EU Parliament backs plan on introducing common USB-C mobile chargers in EU

EU Parliament backs plan on introducing common USB-C mobile chargers in EU

New draft legislation would reduce e-waste, ditch special iPhones chargers

News Service AA

The European Parliament’s plenary session on Wednesday endorsed the EU institutions’ position on introducing the same type of chargers for all portable electronic devices marketed in the member states.

EU lawmakers are “ready to start negotiations” with EU member states and the European Commission “on a common charger to reduce e-waste and make the use of different mobile phones, tablets, and digital cameras more convenient,” the parliament wrote in a press statement.

The draft would allow consumers not to pay for a new charger and cable each time they purchase a new small or medium-sized electronic device if they can still use their own.

Under the new rules, the USB-C charger would become the standard equipment for all smartphones, tablets, cameras, headphones, portable speakers, and handheld videogame consoles.

A different charger could only be used for gadgets that are too small for the USB-C, such as smartwatches or fitness equipment.

The law would imply a major change for the tech giant Apple which has insisted on using its own technology and equipping iPhones with special chargers.
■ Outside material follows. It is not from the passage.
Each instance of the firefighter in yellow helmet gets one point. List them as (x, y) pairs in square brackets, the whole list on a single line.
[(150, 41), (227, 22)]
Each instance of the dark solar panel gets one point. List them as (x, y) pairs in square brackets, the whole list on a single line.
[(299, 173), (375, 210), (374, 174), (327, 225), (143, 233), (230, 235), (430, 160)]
According to Maltese EU lawmaker Alex Aigus Saliba, who drafted the proposal, the changes would considerably reduce the 11,000-13,000 tons of e-waste which is produced in the EU every year.
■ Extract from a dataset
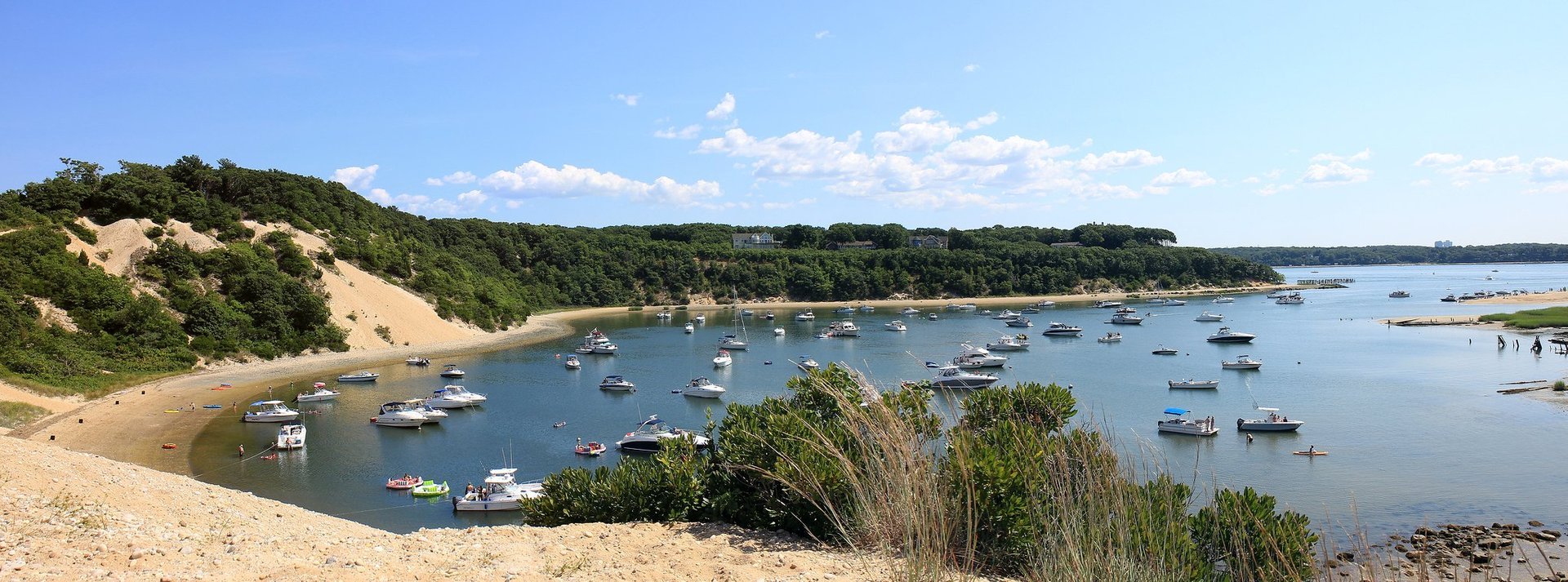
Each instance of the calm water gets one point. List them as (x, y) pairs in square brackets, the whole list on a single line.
[(1410, 415)]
The decision follows up on the legislative proposal presented by the European Commission last September and sets the European Parliament’s position that EU lawmakers will represent at the negotiations with EU member states.

If the law passes, the new rules are expected to enter into force by 2026 to allow manufacturers to adapt to the new requirements.

According to the European Commission’s calculations, the change would save €250 million ($263 million) for European consumers every year.

In 2020, over 420 million mobile phones and other electronic portable devices were sold in the bloc.